Story Created:
Sep 4, 2008 at 11:22 PM CST
Story Updated:
Sep 4, 2008 at 11:22 PM CST
This past weekend, I decided I was going to try and clean up a large hurricane lamp candle holder that fiance Thom had at his house. It had about 3 candle's worth of wax at the bottom of the glass, and I wanted to see if I could salvage it. I used a table knife to try and scrape the wax away, knowing that I had to be pretty careful with it. I know if you slide the knife between the glass and the wax, there's a chance you can break the glass. Nevertheless, I was bent low over the garbage can and making great progress...when suddenly the glass broke. Instantly, I knew something had gone into my eye, but I wasn't sure if it was wax or glass. I yelled for Thom, and he wasn't sure what to do. His first instinct was to go to the emergency room, but I wanted to see if I could fix the problem myself. He told me to shake my head around, and see if the glass would just fly out of my eye. No such luck. He told me not to move my eye around too much, because he was afraid if it was glass, it would scratch my eye. Finally I decided to try a little Visine. Sure enough, the object floated right to the rim of my eye, and I was able to get it out with no problem. It turns out it was glass, but not jagged at all, so there was no scratching. Thom reminded me of how lucky I was, and said it easily could've been much worse.
That got me to thinking about other times when I got mildly injured in rather unusual ways. There was the time we were having a family reunion at the golf course, and my brother decided to show off while driving the golf cart. I was riding beside him, and when he tried to flip a "cookie", I flew out of the cart and onto the rock-covered driveway. So much for golf not being a contact sport. He felt really bad about it. He was just being a teenager. But my entire side was bruised up for the rest of that reunion.

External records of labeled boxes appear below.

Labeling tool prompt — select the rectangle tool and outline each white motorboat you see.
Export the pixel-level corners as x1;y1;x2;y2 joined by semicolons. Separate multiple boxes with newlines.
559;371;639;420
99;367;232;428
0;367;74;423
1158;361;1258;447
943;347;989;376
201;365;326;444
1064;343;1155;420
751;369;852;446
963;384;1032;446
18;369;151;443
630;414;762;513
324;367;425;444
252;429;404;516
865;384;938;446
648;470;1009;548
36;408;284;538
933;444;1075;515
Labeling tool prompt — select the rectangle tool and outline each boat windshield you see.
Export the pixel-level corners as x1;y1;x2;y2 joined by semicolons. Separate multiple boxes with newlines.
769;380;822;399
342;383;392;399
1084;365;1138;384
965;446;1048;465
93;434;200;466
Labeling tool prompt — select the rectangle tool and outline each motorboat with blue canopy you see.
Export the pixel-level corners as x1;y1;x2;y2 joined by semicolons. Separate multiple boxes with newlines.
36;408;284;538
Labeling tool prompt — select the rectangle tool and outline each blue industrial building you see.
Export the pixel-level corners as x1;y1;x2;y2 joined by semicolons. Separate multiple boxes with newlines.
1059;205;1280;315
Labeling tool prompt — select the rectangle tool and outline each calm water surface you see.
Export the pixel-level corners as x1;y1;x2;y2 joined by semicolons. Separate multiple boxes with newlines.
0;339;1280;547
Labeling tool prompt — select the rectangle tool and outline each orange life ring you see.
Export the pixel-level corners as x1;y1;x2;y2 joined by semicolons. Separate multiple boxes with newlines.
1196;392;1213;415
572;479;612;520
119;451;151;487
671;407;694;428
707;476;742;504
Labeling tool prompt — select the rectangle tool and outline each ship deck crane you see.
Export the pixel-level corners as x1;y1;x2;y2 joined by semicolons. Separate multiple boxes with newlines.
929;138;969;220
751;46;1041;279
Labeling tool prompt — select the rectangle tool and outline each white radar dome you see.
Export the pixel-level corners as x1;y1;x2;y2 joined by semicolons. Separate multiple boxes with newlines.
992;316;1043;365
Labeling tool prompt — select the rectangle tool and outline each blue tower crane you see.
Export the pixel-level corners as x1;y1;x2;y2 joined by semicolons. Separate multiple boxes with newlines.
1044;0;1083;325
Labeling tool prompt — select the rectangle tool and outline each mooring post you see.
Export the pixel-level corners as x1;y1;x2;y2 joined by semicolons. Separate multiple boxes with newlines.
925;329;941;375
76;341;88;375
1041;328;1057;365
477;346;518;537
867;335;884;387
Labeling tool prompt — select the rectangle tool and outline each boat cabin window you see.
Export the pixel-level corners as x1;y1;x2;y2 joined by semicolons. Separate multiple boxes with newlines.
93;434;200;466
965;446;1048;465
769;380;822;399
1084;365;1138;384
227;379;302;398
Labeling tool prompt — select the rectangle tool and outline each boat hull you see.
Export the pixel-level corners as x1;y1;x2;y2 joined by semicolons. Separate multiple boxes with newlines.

Then, when I was working at a TV station in Lincoln, NE, I was getting my desk supplies set up after moving into a new cubicle. For some reason I had a 3-hole punch sitting on my desk. When I bent down to pick something off the floor, while sitting in my chair, I bumped my head on the 3-hole punch. Actually, it was more like a puncture, because it started bleeding. Who knew office supplies could be so dangerous?
I have a feeling there are other incidents like this that I've just "chosen" to forget over the years. Fiance' Thom chalked up this past weekend's candle incident to me...just being me. If that's the case, I hope he's prepared for a very adventurous married life. All will be fine as long as we keep the insurance paid up.